Oh, I see. That could be possible, but there are efficiency issues if 
it was just put into the system without a bit of reworking.

>>> 4) don't use just "box" for boxbackup related filenames because it's 
>>> not very unique or descriptive.  -- /etc/boxbackup is better than 
>>> /etc/box.
>>> Actually, I would probably modify the project name to include 
>>> something about disk-based, redundant, secure backup. One could make 
>>> a nice acronym from "Scabbard", for example; more unique but also 
>>> not very descriptive.
>> There are other projects, all named Box <Something>. Although I admit 
>> that naming things is not my strong point.
> Is the existence of other "Box <something>" projects an argument in 
> favor or against Box Backup? And can we really apply the term 'Box' to 
> Windows systems? I think the term 'Sack' fits better.
> Maybe I can set up a Recovery disk using 'Scabbard' for the 
> backup/recovery idea, something like:
> System <something> Box Backup And Recovery Disk

At the moment, the code is more important to me than the name! I 
realise it's not optimal.

> ...
>> Right now what I want to do next is
>> * Modify the stored files
>>   - add multiple streams for Mac OS X and Win32
>>   - support sparse files
>>   - include stronger cryptographic checksums to detect corruption
>> * Sort out the ports
>>   - debug and include Solaris
>>   - integrate native Win32
>>   - finish the Mac OS X port by backing up resource forks (I want to 
>> use it!)
>> * Emulate tapes
>>   - being able to efficiently mark multiple states of the file system 
>> as a check point
>>   - being able to restore from any checkpoint
> Maybe with tape emulation, it would be possible to make Box Backup 
> back-ends to work with existing tools like Amanda or Bacula in a 
> reasonable way, for people who've done a lot of work getting the 
> current system optimized, but want to switch to RAID from the dreaded 
> world of tapes.

It's possible, depending on how these systems work.

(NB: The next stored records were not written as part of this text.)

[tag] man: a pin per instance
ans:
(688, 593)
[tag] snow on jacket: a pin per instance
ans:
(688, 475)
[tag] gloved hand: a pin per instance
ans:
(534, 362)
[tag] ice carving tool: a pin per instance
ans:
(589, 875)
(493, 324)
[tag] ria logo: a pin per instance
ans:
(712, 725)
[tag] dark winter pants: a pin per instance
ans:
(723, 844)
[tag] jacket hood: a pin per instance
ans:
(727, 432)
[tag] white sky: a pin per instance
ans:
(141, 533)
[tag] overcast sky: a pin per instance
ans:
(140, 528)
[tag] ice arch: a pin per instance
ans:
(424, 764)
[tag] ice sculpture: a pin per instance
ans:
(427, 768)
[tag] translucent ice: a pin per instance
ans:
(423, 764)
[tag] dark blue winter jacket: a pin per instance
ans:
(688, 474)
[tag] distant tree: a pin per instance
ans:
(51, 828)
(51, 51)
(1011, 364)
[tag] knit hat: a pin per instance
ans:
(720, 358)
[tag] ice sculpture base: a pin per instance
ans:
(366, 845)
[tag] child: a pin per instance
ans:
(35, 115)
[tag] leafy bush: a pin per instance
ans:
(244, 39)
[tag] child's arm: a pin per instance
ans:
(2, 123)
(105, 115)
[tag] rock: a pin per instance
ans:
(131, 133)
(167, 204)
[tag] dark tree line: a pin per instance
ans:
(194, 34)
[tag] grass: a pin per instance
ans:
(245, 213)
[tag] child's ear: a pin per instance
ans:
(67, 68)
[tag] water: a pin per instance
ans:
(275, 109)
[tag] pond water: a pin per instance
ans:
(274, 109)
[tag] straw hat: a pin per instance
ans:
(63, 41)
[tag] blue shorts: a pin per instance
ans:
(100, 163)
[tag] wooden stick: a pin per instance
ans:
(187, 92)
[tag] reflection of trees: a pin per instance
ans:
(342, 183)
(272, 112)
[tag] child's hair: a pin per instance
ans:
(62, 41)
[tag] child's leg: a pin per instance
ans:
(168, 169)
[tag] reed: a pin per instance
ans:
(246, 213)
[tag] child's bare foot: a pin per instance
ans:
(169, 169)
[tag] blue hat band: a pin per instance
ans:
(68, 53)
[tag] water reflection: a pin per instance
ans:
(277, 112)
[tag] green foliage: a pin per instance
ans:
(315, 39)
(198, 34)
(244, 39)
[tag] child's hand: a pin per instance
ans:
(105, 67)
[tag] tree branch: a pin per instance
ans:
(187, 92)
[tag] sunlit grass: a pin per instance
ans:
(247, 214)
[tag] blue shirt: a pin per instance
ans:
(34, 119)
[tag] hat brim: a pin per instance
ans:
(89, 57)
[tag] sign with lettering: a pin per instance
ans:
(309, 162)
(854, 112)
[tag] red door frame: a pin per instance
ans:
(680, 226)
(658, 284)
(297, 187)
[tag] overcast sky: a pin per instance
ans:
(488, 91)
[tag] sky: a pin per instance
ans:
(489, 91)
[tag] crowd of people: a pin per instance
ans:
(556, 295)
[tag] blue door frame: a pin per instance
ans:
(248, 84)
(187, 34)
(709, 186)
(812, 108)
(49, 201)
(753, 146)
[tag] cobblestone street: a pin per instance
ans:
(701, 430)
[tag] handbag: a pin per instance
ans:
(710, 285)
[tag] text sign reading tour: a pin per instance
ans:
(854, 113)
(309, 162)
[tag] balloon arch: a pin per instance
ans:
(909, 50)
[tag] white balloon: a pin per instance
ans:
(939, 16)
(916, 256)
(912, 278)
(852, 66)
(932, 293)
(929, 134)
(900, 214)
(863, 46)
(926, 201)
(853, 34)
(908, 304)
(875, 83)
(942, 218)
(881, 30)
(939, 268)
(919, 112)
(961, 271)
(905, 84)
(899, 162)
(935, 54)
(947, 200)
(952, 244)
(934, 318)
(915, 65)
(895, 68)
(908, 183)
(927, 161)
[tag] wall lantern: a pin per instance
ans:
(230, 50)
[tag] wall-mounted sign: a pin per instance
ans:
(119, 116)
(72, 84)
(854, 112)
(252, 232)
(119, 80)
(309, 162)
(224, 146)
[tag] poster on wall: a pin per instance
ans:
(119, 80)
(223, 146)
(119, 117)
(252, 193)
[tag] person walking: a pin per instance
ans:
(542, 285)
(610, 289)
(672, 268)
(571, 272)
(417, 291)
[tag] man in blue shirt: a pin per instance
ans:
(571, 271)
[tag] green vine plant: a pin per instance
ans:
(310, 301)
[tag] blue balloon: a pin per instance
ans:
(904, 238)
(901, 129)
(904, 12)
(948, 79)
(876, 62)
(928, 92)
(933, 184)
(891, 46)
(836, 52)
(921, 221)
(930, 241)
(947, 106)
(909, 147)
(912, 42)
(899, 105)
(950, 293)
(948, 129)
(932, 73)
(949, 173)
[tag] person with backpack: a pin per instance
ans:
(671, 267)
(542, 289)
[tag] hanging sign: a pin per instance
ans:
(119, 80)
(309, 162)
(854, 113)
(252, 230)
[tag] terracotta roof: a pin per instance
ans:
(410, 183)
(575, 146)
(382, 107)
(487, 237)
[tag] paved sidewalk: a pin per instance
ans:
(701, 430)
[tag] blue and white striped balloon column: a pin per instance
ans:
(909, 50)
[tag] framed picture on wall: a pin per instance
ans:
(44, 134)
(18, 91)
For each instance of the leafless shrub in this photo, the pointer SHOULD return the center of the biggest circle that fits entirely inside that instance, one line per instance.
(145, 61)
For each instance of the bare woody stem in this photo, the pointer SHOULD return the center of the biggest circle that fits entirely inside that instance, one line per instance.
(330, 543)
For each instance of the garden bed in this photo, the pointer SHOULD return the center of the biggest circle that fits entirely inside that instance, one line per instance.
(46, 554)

>> * Improve system managements
>>   - see spec posted and commented in the list archive
>> * Bash through my list of feature requests
>> and I think then the engine will be basically complete, and I can 
>> then move on to looking at other aspects of the system like user UI.
> Maybe I'll have some time to do a bit of work on user tools.

Make sure you post on the list first to avoid duplicating other work. 
There are a few other efforts underway.